Major Disconnect from Leads
Good marketing automation systems may find good leads and even warm them up a bit with initial emails and promotional materials, but from the time initial contact is made by the automation to when the sales team actually gets in touch with the potential customers too much time has elapsed.
Even if a lead was interested in what they were seeing, it can take so long for the sales team to actually get their hands on the customer information that by the time they do the lead is no longer warm and making a sale becomes that much harder. If you are going to find leads, you need to be able to strike while the iron is hot because this is when the most sales are going to be made.
You just do yourself a disservice if you let good leads go cold because you are overly reliant on marketing automation systems to keep your leads interested. Once again, marketing automation systems still require a dedicated team and focused marketing effort if they are going to be effective for your business.
Poor Messaging
Today’s consumers are savvy. They do not want to be sold necessarily. However, they want their lives to be enriched especially by online content and marketing materials. Too often businesses and brands put all of their focus on promoting themselves or their products and they quickly lose the interest of their target audience because no one really likes to see advertisements.

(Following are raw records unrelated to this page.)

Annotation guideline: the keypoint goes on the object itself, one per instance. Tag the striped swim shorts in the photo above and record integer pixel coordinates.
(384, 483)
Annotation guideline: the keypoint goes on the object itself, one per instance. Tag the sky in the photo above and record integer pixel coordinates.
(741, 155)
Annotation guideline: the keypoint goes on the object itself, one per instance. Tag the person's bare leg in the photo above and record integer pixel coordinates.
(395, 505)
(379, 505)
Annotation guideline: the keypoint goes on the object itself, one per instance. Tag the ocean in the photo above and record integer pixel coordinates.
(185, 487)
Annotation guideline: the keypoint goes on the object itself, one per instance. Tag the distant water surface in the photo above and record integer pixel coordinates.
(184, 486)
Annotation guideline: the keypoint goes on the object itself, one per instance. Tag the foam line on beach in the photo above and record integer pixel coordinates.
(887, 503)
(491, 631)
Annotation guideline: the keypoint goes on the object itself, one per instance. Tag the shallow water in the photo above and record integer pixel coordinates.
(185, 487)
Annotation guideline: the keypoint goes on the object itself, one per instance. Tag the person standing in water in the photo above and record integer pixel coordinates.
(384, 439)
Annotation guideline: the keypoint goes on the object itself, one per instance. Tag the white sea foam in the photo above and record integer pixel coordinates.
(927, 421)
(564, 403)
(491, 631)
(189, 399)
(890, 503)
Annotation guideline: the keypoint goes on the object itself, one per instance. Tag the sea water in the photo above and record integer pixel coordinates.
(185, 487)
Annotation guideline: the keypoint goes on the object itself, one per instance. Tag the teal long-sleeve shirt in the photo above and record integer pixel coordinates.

Marketing automation systems simply do not have the marketing expertise to create engaging and thoughtful content that keeps leads, customers, and target audience members engaged and excited about learning more.
Today’s consumers are savvy. They do not want to be sold necessarily.
The Pitfalls of Marketing Automation
Automation still requires a lot of time and resources to maintain.
Although commonly thought of as robotic, nothing is farther from the truth. Nothing can be “fully automatic.” Somewhere along the way, human beings are required to manipulate the system. In the case of marketing automation, human beings are expected to provide information, do some housekeeping, and maintain records. The system is as effective as the data it contains.
Businesses do not allocate enough resources to marketing once they have an automated system.
Despite being in the information age where mobile phones and social media are as essential as air, most businesses are still operating in mid-21st-century paradigms. Automation systems are seen as nice-to-haves in order to seem hip and relevant but not necessary. Thus, during budget allocation, marketing automation tools and mechanisms are left the smallest cuts of the pie.
Marketing and sales efforts are disconnected and disjointed by marketing automation
Demonstrably, not only do businesses reside in the early half of this century but also their employees. Whether it’s a generational thing or management, no one can surely tell. Most employees are educated in pre-Internet models of thought. Hence, when they enter the modern workplace, they have a hard time reconciling what they learned in school with how things are in reality. In the end, automation efforts are underutilized if not totally set aside.
Brand messaging suffers.
On the other side of the equation, when businesses fully rely on automation, the “human person” is lost. It is a human need to be treated with care as a person. In this regard, when customers are treated as mere numbers on the screen, branding is lost. Customer satisfaction is lost. Messaging is lost. That special inexplicable thing that makes humans human is lost. As a result, customer reviews go down. Sales go down.
A dedicated marketing team is far more beneficial to your business than a marketing automation system. However, you can use both at the same time. Just be sure that you do not make the common mistake of cutting the marketing budget; or allocating the marketing team fewer resources because you have a marketing automation system.